Le mécanisme. L’arnaque suit un schéma simple et éprouvé. Elle commence par la réception d’un message d’un contact enregistré dans votre carnet, ce contact qui, toutefois, a déjà été piraté par le malfaiteur, lequel dispose de l’historique des conversations avec la victime pour mener son mensonge au mieux. Pour cela, le texte adopte souvent un ton rassurant et personnalisé, par exemple : « Salut [Prénom], tu devrais avoir reçu un code par erreur de WhatsApp, peux-tu me le renvoyer ?« .

Puis, peu après, ou en même temps, sur le téléphone est reçu un SMS contenant un code numérique à six chiffres. Ce code vient directement de WhatsApp, il s’agit du code de vérification nécessaire pour activer le compte sur un nouvel appareil, et c’est l’application elle-même qui le génère, mais c’est le fraudeur qui a déclenché son envoi, qui a lancé la procédure d’accès en saisissant le numéro de la victime sur un autre smartphone. En d’autres termes, le criminel ne voit pas ce code et ne peut pas l’intercepter: il peut seulement convaincre la victime de le lui transmettre. Si cela se produit, le système de sécurité de l’application est contourné de l’intérieur et le compte passe immédiatement sous le contrôle de l’intrus, excluant le propriétaire légitime.
Le maillon faible. À ce stade, naît spontanément une question : comment l’arnaqueur a-t-il pu s’emparer du compte de l’ami qui écrit en premier ? Dans la plupart des cas, exactement par le même mécanisme. L’arnaque se propage en chaîne: une première victime livre le code à six chiffres, perd l’accès à son profil et devient, malgré elle, le cheval de Troie parfait pour toucher d’autres contacts. À l’origine, toutefois, l’explication est encore plus banale : un smartphone volé ou perdu, dépourvu d’un blocage d’écran efficace, ou protégé par un PIN faible ou facilement devinable.
Le préjudice. Lorsqu’une arnaque aboutit, le préjudice est immédiat : le propriétaire légitime est écarté du compte, tandis que l’intrus obtient un accès complet aux chats, photos, messages vocaux et à l’annuaire.

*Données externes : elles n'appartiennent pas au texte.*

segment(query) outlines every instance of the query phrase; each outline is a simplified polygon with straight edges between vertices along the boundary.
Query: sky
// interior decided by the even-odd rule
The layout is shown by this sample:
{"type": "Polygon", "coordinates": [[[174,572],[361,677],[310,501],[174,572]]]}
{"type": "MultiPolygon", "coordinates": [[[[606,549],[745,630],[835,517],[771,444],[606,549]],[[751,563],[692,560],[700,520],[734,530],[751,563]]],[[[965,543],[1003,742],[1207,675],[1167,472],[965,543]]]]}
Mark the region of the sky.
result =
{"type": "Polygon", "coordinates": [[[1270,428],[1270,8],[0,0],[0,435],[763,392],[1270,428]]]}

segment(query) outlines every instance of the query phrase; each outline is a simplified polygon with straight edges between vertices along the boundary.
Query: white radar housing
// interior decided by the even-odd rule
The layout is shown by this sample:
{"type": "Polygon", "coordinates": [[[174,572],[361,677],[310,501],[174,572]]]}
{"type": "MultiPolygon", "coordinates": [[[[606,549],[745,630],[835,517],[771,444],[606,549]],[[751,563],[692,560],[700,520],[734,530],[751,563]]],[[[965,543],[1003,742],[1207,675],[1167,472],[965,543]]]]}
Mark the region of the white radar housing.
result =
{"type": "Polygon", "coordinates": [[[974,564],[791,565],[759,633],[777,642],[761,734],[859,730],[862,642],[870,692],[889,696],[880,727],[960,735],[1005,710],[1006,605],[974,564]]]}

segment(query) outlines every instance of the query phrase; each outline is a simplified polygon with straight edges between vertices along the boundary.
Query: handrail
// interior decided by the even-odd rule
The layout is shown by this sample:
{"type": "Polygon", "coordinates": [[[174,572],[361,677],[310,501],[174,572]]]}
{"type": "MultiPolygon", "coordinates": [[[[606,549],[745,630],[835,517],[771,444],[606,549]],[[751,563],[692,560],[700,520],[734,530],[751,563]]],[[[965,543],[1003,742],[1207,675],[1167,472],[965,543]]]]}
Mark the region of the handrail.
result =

À partir de là, il peut continuer à diffuser la même demande de « code envoyé par erreur », ou aller plus loin, relayant des liens malveillants, des demandes d’argent ou des messages construits sur mesure en utilisant des informations personnelles réelles. Dans les cas les plus graves, le compte peut être saisi pendant longtemps, avec la modification des données de récupération, rendant ainsi nécessaire l’intervention du service d’assistance ou une dénonciation aux autorités.
Comment se protéger. La protection la plus efficace est aussi la plus simple : ne jamais partager les codes de contrôle, même avec des personnes que l’on connaît. Un code à 6 chiffres n’a de sens que pour celui qui le demande en personne et à l’instant précis où il est demandé. Il est essentiel d’activer la vérification en deux étapes de WhatsApp, qui ajoute un PIN personnel requis lors de l’enregistrement du numéro, et d’activer les notifications de sécurité, qui avertissent lorsque les clés cryptographiques d’un compte changent.
En cas de vol, il faut tenter immédiatement le rétablissement sur un nouveau dispositif en saisissant son numéro et, si cela ne suffit pas, procéder à la désactivation et au signalement, en avertissant les contacts pour couper la chaîne. L’arnaque ne fonctionne que tant qu’il existe quelqu’un qui baisse la garde, alors que, pour l’interrompre, il suffirait tout simplement de ne rien faire.